Published: Friday, September 14, 2012, 9:30 PM Updated: Friday, September 14, 2012, 9:57 PM
By Mark Schleifstein, The Times-Picayune
A request by Louisiana Attorney General Buddy Caldwell, an organization representing fishers and other attorneys to reopen discovery in advance of approval of a $7.8 billion settlement of private claims against BP for damage caused by the 2010 Deepwater Horizon oil spill should not be approved, say attorneys representing BP and the Plaintiff Steering Committee that negotiated the settlement. The plaintiff committee attorneys also said allegations of collusion between members of the committee and BP during negotiations are unfounded.
“This is nothing more than publicity-seeking chest-beating by attorneys who have filed thousands of claims into the allegedly ‘objectionable’ settlement program,” attorneys James Parkerson Roy and Stephen Herman said Friday in a letter to Magistrate Judge Sally Shushan, who is handling many of the issues in the complex litigation overseen by U.S. District Judge Carl Barbier.
Barbier has scheduled a fairness hearing for Nov. 8, after which he will decide whether to approve the settlement.
Still outstanding are a variety of claims against BP by government entities, including potential Clean Water Act fines of $5 billion to $21 billion, depending on whether the company is found to have committed gross negligence.
“After sitting on the sidelines for months without making any effort to ascertain the facts they claim are necessary to substantiate their objections, they have not demonstrated good cause for discovery at this late date,” the plaintiff attorneys wrote.
“The objectors’ requests — while couched amid promises that they are ‘limited’ in scope or ‘tailored’ to specific concerns — are overbroad and impractical, a fact that underscores that their true purpose is not to seek any purportedly necessary information, but to scuttle or delay the settlements,” said attorneys representing BP.

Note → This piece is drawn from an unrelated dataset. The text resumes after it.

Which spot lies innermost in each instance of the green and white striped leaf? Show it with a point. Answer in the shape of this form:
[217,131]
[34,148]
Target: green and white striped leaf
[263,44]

In addition, the BP attorneys said, Barbier cited the extensive discovery process — including 311 depositions, approximately 90 million pages of documents and more than 80 expert reports, in giving preliminary approval to the settlement
In a brief filed in federal court two weeks ago, Caldwell said approval of the settlement, which includes a cap on payments to fishers, could leave the state holding the bag if a fishery collapses in the future as a result of the spill, as happened in Alaska three years after the 1989 Exxon-Valdez tanker spill.
The plaintiff attorneys said Caldwell was ignoring a provision of the federal Oil Pollution Act that provides a three-year statute of limitations for claims against BP, and pointed out that the agreement gives fishers participating in the settlement an additional year of liability.
The letter also said that attorneys representing Gulf Organized Fisheries in Solidarity & Hope, or GO FISH, an organization of fishers and fishing businesses put together after the spill, actually didn’t object to the settlement agreement in their separate motion filed two weeks ago.
In their motion, attorneys for GO FISH expressed concern that a second round of payments may not be properly allocated to individuals with different types of jobs, such as deckhands.
The plaintiff attorneys, however, said that in their motion, the GO FISH attorneys had already agreed their concerns could be solved by an adequate allocation by the “neutral,” a person appointed by the court to allocate the payments.
“Rather, it is expressing the fear that the court-appointed neutral might make a Round Two allocation different from what some (but not other) Go Fish members might want or desire,” the plaintiff attorneys said.
They also dismissed the contention raised by New Orleans lawyer Stuart Smith, who also represents a variety of fishermen and other clients in the case, that he had not been actively involved in the settlement process.
Smith had applied to be a member of the Plaintiff Steering Committee, they said. “And he was provided with the opportunity to actively participate in the common benefit effort.”